Background
Different machine learning (ML) technologies have been applied in healthcare systems with diverse applications. We aimed to determine the model feasibility and accuracy of predicting patient portal use among diabetic patients by using six different ML algorithms. In addition, we also compared model performance accuracy with the use of only essential variables.
Methods
This was a single-center retrospective observational study. From March 1, 2019 to February 28, 2020, we included all diabetic patients from the study emergency department (ED). The primary outcome was the status of patient portal use. A total of 18 variables consisting of patient sociodemographic characteristics, ED and clinic information, and patient medical conditions were included to predict patient portal use. Six ML algorithms (logistic regression, random forest (RF), deep forest, decision tree, multilayer perception, and support vector machine) were used for such predictions. During the initial step, ML predictions were performed with all variables. Then, the essential variables were chosen via feature selection. Patient portal use predictions were repeated with only essential variables.

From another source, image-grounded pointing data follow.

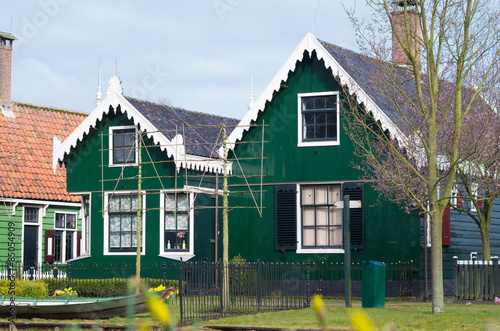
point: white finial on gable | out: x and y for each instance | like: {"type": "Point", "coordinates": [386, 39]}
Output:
{"type": "Point", "coordinates": [115, 85]}
{"type": "Point", "coordinates": [251, 103]}
{"type": "Point", "coordinates": [99, 94]}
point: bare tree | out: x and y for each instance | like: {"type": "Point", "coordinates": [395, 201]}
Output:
{"type": "Point", "coordinates": [444, 57]}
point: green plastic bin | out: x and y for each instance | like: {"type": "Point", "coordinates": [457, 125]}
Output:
{"type": "Point", "coordinates": [373, 284]}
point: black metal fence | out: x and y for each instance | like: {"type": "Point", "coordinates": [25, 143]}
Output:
{"type": "Point", "coordinates": [251, 286]}
{"type": "Point", "coordinates": [476, 280]}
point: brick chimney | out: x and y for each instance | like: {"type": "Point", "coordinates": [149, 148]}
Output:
{"type": "Point", "coordinates": [6, 41]}
{"type": "Point", "coordinates": [398, 17]}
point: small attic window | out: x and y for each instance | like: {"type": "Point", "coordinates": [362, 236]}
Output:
{"type": "Point", "coordinates": [318, 119]}
{"type": "Point", "coordinates": [123, 145]}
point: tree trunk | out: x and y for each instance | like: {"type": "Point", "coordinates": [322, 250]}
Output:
{"type": "Point", "coordinates": [437, 263]}
{"type": "Point", "coordinates": [485, 238]}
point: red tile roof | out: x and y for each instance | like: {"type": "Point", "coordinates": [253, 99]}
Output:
{"type": "Point", "coordinates": [26, 145]}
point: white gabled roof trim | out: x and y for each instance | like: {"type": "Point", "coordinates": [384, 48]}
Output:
{"type": "Point", "coordinates": [174, 148]}
{"type": "Point", "coordinates": [310, 43]}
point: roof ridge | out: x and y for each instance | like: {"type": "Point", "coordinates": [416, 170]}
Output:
{"type": "Point", "coordinates": [54, 109]}
{"type": "Point", "coordinates": [181, 109]}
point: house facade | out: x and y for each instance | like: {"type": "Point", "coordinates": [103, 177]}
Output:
{"type": "Point", "coordinates": [39, 221]}
{"type": "Point", "coordinates": [133, 161]}
{"type": "Point", "coordinates": [308, 165]}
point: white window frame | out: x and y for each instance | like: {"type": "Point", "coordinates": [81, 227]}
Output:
{"type": "Point", "coordinates": [86, 227]}
{"type": "Point", "coordinates": [300, 249]}
{"type": "Point", "coordinates": [173, 255]}
{"type": "Point", "coordinates": [301, 143]}
{"type": "Point", "coordinates": [106, 224]}
{"type": "Point", "coordinates": [112, 129]}
{"type": "Point", "coordinates": [38, 224]}
{"type": "Point", "coordinates": [73, 233]}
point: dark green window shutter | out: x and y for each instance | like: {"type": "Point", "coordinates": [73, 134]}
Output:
{"type": "Point", "coordinates": [355, 192]}
{"type": "Point", "coordinates": [286, 217]}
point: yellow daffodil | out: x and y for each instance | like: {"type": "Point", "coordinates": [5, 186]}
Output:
{"type": "Point", "coordinates": [157, 308]}
{"type": "Point", "coordinates": [360, 321]}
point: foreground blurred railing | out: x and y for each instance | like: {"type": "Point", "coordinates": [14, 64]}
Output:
{"type": "Point", "coordinates": [476, 280]}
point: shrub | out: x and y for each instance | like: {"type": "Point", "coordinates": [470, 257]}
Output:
{"type": "Point", "coordinates": [102, 288]}
{"type": "Point", "coordinates": [25, 288]}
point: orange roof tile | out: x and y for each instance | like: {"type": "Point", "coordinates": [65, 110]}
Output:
{"type": "Point", "coordinates": [26, 152]}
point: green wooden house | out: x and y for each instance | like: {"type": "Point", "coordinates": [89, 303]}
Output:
{"type": "Point", "coordinates": [308, 166]}
{"type": "Point", "coordinates": [171, 153]}
{"type": "Point", "coordinates": [39, 221]}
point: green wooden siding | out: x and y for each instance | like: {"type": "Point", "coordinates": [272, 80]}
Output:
{"type": "Point", "coordinates": [88, 171]}
{"type": "Point", "coordinates": [47, 223]}
{"type": "Point", "coordinates": [391, 235]}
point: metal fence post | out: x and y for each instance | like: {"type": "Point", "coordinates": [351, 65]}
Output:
{"type": "Point", "coordinates": [455, 277]}
{"type": "Point", "coordinates": [220, 270]}
{"type": "Point", "coordinates": [308, 293]}
{"type": "Point", "coordinates": [259, 286]}
{"type": "Point", "coordinates": [496, 276]}
{"type": "Point", "coordinates": [180, 291]}
{"type": "Point", "coordinates": [164, 274]}
{"type": "Point", "coordinates": [69, 274]}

The performance accuracies (overall accuracy, sensitivity, specificity, and area under receiver operating characteristic curve (AUC)) of patient portal predictions were compared.
Results
A total of 77,977 unique patients were placed in our final analysis. Among them, 23.4% (18,223) patients were diabetic mellitus (DM). Patient portal use was found in 26.9% of DM patients. Overall, the accuracy of predicting patient portal use was above 80% among five out of six ML algorithms. The RF outperformed the others when all variables were used for patient portal predictions (accuracy 0.9876, sensitivity 0.9454, specificity 0.9969, and AUC 0.9712). When only eight essential variables were chosen, RF still outperformed the others (accuracy 0.9876, sensitivity 0.9374, specificity 0.9932, and AUC 0.9769).
Conclusion
It is possible to predict patient portal use outcomes when different ML algorithms are used with fair performance accuracy. However, with similar prediction accuracies, the use of feature selection techniques can improve the interpretability of the model by addressing the most relevant features.